Alors, quand je vois aujourd’hui la quantité d’ingénieurs, de techniciens et d’autres personnes de haut niveau parmi les migrants syriens et irakiens qui entrent actuellement dans l’Union européenne – et qui ont trouvé le courage et la détermination nécessaires pour entreprendre ce dangereux voyage , je pense que ce sont les pays hôtes qui sont les véritables et indiscutables gagnants.  
Par ailleurs il y a quelques faits à prendre en compte concernant notre avenir.
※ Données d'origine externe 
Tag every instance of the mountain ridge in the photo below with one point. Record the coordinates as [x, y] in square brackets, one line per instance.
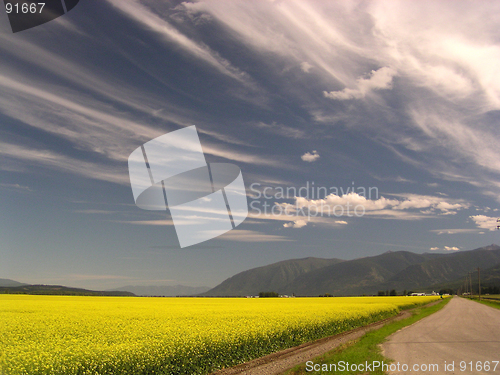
[367, 275]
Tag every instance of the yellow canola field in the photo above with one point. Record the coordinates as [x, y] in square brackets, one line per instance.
[133, 335]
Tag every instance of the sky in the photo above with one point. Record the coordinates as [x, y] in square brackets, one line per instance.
[392, 107]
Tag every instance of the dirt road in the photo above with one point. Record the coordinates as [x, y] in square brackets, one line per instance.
[277, 363]
[462, 332]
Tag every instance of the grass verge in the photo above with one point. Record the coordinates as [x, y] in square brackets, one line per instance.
[491, 303]
[365, 349]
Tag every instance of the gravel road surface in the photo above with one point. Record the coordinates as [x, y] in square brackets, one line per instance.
[279, 362]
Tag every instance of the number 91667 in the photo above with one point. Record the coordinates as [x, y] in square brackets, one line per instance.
[24, 7]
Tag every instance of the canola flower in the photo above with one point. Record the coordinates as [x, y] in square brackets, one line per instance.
[68, 335]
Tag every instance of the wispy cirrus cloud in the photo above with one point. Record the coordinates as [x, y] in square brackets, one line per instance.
[380, 79]
[485, 222]
[148, 18]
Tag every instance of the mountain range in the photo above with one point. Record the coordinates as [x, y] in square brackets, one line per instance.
[400, 270]
[163, 291]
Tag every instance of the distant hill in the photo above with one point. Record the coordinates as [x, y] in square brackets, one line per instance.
[164, 291]
[445, 269]
[274, 277]
[358, 276]
[490, 277]
[8, 283]
[392, 270]
[58, 290]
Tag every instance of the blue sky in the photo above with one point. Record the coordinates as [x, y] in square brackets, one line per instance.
[400, 96]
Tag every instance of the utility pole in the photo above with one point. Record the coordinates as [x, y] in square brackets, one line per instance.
[479, 282]
[470, 283]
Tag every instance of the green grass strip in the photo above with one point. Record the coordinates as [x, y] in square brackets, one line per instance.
[366, 349]
[491, 303]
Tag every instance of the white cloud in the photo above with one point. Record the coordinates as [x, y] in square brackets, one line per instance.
[310, 157]
[407, 206]
[446, 248]
[305, 66]
[454, 231]
[296, 224]
[485, 222]
[242, 235]
[142, 14]
[378, 80]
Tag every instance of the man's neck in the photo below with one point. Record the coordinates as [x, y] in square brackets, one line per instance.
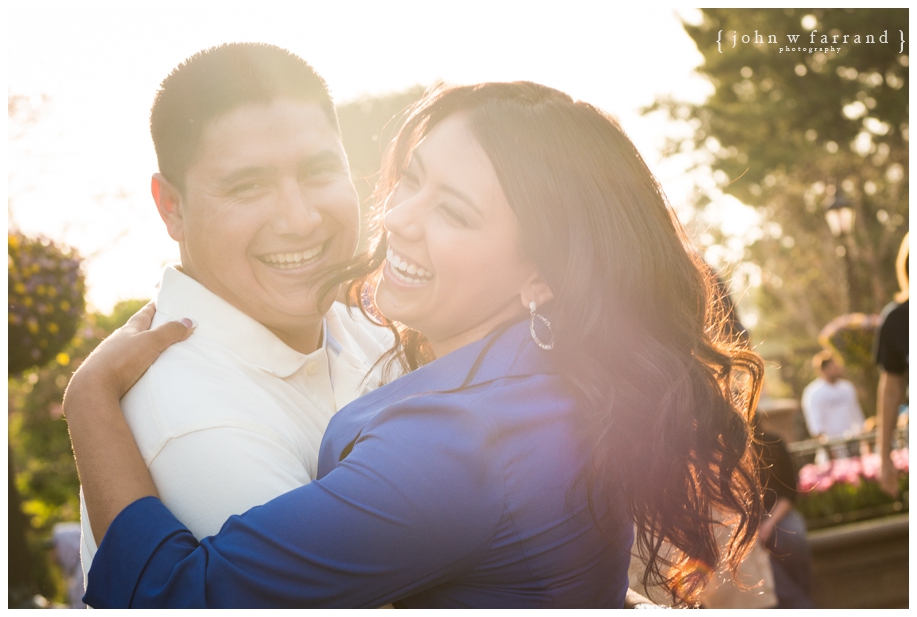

D’après le  commissaire européen Cecilia Malmström  intervenant en 2012 à la Haye lors de la consultation sur les migrants et les réfugiés, si elle était privée d’immigration, l’Union européenne verrait sa population en âge de travailler diminuer de 12% d’ici 2030. Il y a déjà aujourd’hui un déficit estimé entre 380.000 et 700.000 personnes employables dans les technologies de l’information, et d’ici 2020, il y aurait un déficit de deux millions de personnes employables dans le secteur de la santé.
En clair, s’il n’y avait pas eu d’immigration jusqu’à présent, il n’y aurait pas assez de personnel pour s’occuper de ma vieille mère dans sa maison de retraite, et s’il n’y en avait plus à partir de maintenant, il n’y aurait personne pour s’occuper de moi quand  j’en serai à ce point à mon tour !
Comme lors des précédentes vagues d’immigration, celle d’aujourd’hui va d’abord exiger un effort de la part de tous mais une fois que les migrants seront installés, ils seront les bâtisseurs de nos pays, leur nouvelle patrie, dont ils seront demain les Marie Curie ou les Guy Béart.